A district judge has blocked a bid to launch a private prosecution against entertainer Michael Barrymore following the death of a 31-year-old man.
Stuart Lubbock died at Michael Barrymore's former home in Essex
Stuart Lubbock, from Harlow, Essex, was found dead in a swimming pool at the star's former home in March 2001.
An attempt by a former solicitor to bring a private independent prosecution alleging drug offences and assault was blocked at Southend Magistrates' Court.
The judge on Friday refused action on grounds of insufficient evidence.
The decision was announced by the former solicitor Tony Bennett, who also lives in Harlow, following a private hearing.

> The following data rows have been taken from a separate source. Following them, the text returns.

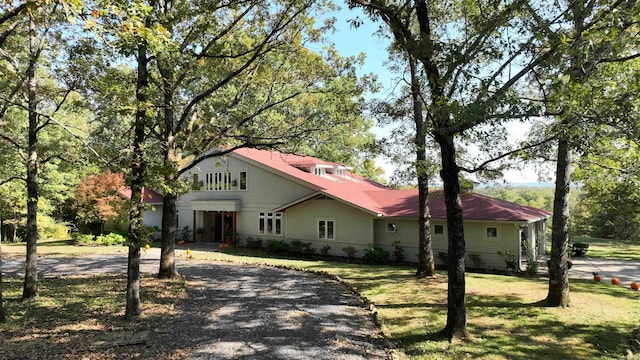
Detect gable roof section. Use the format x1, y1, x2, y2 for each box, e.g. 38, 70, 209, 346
233, 148, 551, 221
370, 190, 551, 221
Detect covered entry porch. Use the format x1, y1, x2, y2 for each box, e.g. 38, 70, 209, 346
191, 200, 240, 245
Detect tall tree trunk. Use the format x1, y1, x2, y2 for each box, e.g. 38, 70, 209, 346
547, 1, 588, 306
547, 139, 572, 306
22, 15, 38, 300
125, 42, 149, 318
436, 134, 467, 342
409, 55, 436, 278
158, 193, 179, 279
157, 1, 179, 279
0, 219, 7, 324
157, 41, 179, 279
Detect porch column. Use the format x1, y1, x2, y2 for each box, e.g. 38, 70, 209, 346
191, 210, 198, 242
231, 211, 237, 245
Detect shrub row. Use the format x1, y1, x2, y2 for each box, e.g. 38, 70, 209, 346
244, 237, 404, 264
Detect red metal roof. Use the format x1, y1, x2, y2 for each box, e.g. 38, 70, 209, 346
118, 186, 164, 204
234, 148, 551, 221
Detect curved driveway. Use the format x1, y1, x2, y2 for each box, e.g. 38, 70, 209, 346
2, 249, 389, 360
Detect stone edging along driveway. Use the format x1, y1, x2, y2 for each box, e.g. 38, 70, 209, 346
2, 249, 393, 360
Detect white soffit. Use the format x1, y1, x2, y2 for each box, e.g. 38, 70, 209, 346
191, 200, 240, 211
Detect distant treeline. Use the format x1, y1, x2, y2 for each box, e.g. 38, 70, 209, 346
474, 186, 553, 211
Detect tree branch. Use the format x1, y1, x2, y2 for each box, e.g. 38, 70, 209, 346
458, 135, 558, 174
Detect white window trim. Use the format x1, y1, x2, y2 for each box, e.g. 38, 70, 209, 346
386, 221, 398, 234
316, 218, 336, 240
258, 212, 284, 236
483, 225, 500, 240
204, 171, 231, 191
238, 170, 249, 191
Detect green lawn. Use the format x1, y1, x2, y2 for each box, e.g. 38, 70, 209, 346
572, 236, 640, 260
3, 243, 640, 359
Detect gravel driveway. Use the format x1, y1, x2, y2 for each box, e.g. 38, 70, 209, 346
3, 249, 389, 359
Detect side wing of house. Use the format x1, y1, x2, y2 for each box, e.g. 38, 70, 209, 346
285, 195, 374, 257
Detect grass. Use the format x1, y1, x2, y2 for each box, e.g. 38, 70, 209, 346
572, 236, 640, 260
0, 275, 185, 359
0, 238, 640, 359
188, 249, 640, 359
2, 239, 128, 257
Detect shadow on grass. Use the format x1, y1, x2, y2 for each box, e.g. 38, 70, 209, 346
569, 279, 640, 300
0, 275, 183, 359
396, 295, 630, 359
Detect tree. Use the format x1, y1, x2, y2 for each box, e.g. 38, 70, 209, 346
75, 171, 125, 233
135, 0, 370, 278
373, 51, 436, 278
350, 0, 555, 341
520, 1, 639, 306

Mr Bennett said he had been acting independently of the Lubbock family but had their support.
Regular police contact
Mr Lubbock's father Terry said after the hearing: "I'm disappointed but one suffers from seeking justice and we will still carry on.
"The next thing is to get Michael Barrymore to say how the injuries Stuart suffered occurred."

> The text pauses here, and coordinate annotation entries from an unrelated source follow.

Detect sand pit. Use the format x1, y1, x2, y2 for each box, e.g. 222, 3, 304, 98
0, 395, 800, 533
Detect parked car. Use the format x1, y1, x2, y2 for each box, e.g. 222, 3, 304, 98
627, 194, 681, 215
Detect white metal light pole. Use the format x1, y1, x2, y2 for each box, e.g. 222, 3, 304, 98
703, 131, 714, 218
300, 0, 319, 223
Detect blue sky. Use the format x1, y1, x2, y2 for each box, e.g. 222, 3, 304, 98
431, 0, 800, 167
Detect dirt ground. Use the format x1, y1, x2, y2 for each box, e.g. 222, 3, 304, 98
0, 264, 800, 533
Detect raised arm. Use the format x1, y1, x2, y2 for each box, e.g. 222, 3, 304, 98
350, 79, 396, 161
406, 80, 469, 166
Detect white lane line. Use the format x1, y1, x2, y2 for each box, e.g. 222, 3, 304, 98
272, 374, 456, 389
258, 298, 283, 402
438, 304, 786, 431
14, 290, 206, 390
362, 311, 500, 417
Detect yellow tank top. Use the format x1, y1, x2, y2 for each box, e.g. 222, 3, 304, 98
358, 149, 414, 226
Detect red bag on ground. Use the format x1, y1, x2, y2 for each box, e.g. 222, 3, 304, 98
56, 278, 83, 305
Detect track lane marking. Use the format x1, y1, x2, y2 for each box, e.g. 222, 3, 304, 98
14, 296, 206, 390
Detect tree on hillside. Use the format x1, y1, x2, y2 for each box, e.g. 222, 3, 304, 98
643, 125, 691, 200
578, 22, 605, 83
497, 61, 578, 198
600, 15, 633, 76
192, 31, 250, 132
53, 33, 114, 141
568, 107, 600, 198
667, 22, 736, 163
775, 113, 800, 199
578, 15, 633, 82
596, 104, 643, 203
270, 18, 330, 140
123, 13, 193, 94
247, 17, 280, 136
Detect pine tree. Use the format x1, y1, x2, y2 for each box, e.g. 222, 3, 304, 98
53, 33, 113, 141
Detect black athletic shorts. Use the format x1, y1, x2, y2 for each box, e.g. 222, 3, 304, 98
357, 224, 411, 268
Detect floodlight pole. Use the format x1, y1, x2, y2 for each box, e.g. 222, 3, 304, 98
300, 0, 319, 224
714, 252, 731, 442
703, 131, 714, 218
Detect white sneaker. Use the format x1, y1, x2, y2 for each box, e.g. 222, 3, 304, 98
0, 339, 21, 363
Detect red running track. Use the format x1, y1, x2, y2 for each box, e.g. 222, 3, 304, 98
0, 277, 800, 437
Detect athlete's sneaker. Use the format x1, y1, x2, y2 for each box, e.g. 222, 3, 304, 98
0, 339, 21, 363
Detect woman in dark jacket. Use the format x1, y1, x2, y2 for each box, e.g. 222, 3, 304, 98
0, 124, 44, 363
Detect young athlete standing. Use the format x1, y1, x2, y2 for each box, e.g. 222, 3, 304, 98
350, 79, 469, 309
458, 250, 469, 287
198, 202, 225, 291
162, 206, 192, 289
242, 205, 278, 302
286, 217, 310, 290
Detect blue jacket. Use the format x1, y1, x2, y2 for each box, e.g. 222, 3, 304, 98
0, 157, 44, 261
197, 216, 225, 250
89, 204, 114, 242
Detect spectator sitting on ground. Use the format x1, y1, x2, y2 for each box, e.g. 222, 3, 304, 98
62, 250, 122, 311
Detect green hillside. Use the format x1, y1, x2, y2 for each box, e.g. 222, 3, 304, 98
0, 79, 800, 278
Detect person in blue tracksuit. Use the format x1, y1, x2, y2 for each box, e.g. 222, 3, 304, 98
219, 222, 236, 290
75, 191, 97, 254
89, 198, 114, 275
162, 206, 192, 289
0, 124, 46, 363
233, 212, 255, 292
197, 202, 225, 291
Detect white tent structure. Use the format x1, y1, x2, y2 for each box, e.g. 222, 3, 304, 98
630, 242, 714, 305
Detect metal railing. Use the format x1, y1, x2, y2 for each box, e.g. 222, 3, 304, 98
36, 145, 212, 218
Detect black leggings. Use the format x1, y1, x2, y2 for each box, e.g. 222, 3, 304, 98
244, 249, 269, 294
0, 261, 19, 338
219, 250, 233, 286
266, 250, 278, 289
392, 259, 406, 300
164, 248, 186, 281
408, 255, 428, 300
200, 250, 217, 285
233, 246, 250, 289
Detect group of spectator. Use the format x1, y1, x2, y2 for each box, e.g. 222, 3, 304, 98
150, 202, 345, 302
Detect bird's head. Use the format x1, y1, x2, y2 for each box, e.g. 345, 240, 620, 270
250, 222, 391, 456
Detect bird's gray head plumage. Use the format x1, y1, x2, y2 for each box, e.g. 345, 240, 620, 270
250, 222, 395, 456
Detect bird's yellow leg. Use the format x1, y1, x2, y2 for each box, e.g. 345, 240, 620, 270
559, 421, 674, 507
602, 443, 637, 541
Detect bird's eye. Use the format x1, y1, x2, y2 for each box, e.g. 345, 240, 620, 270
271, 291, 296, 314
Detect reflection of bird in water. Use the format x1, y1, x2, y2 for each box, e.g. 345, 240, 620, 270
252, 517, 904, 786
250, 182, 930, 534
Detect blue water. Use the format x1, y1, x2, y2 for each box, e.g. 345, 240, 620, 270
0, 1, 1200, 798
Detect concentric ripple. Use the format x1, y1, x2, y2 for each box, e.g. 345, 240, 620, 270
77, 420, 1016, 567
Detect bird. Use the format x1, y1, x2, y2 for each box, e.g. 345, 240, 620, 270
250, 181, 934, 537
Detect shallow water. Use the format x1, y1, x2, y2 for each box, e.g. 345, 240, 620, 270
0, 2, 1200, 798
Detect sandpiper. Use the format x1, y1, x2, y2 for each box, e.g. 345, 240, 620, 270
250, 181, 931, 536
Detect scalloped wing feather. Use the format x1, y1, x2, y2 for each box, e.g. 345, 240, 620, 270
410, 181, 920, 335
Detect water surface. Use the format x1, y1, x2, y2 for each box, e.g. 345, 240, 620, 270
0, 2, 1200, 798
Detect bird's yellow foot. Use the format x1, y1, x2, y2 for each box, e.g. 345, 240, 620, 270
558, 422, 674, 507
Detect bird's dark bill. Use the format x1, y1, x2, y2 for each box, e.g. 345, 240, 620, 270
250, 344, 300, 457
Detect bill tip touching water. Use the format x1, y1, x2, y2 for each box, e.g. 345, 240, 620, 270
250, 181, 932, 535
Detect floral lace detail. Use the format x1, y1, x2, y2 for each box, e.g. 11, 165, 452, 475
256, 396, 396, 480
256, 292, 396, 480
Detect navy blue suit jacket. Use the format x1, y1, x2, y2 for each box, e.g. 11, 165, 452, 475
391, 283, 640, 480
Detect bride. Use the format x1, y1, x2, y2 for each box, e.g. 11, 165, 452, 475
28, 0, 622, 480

Mr Bennett added: "The application was refused for a number of reasons. I felt that we had grounds to launch a private prosecution but the judge took a different view.

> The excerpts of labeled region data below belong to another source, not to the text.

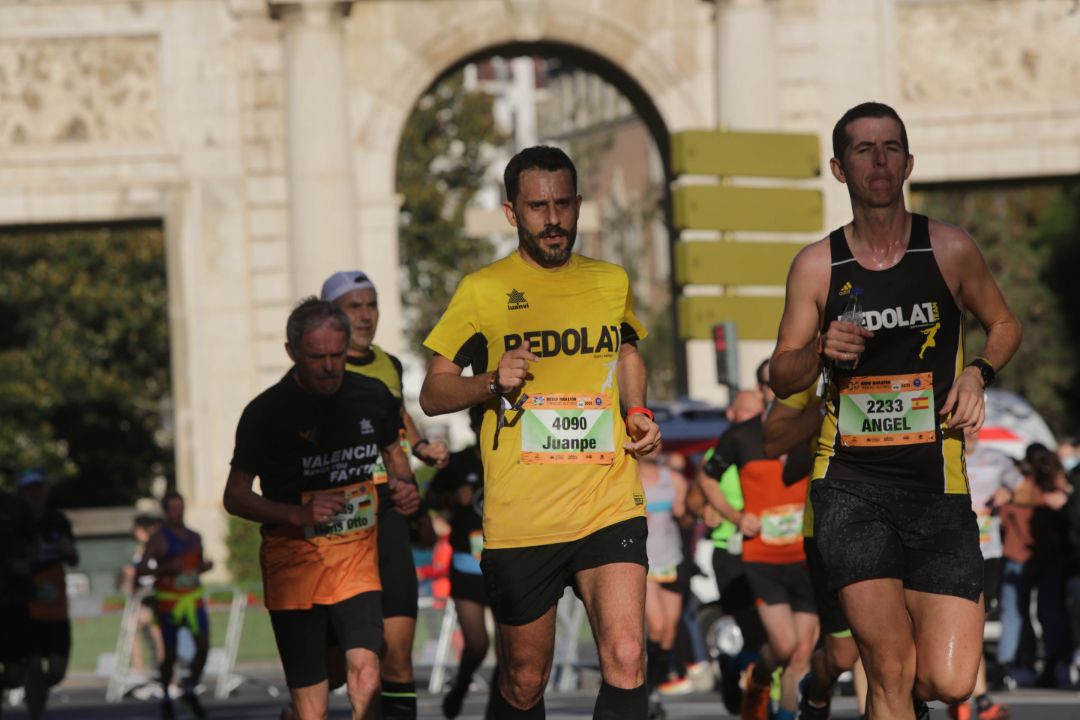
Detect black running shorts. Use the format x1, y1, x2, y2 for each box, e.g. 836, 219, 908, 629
802, 538, 851, 635
270, 590, 382, 688
810, 478, 983, 602
743, 562, 814, 613
30, 620, 71, 657
378, 498, 419, 620
480, 517, 649, 625
450, 568, 488, 606
0, 602, 33, 664
713, 547, 754, 615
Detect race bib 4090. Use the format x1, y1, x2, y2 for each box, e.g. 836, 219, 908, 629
522, 393, 615, 465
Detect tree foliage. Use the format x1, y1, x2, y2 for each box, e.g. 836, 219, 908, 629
918, 184, 1080, 433
0, 226, 173, 506
397, 72, 508, 348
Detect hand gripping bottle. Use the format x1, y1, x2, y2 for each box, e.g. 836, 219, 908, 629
836, 287, 863, 370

"I'm not sure what other legal avenues are open now unless some of the people that were in Mr Barrymore's house the night Mr Lubbock died come forward and give evidence about what went on. Then the case could be re-opened."
A spokeswoman for Essex Police said: "The case has never been closed. It remains open. We are in regular contact with the Lubbock family and if we receive any new information or evidence, we would pursue that.
"Michael Barrymore was cautioned for drugs offences following our investigation."
Mr Bennett attempted to serve papers relating to the private prosecution on Michael Barrymore in January while he was appearing on the television programme Celebrity Big Brother at Elstree Studios in Hertfordshire.
Executives at programme makers Channel 4 refused to accept them and brought the case before Epping magistrates.
They decided that a district judge should assess the case once Mr Barrymore's lawyers had time to examine the papers.
This resulted in the decision made on Friday by the district judge at Southend.
Mr Barrymore said in a statement delivered through his spokeswoman Chrissie Smith: "Mr Bennett's motivation to seek the truth as to how Mr Stuart Lubbock received the injuries to his body is absolutely right.
"I remain totally committed, as I always have been, to continue to pursue the truth.
"Allegations about drugs on that night have always been a complete irrelevance as to how Stuart Lubbock suffered those injuries.
"The court held Mr Bennett's misguided application to prosecute me for drugs offences was an abuse of process."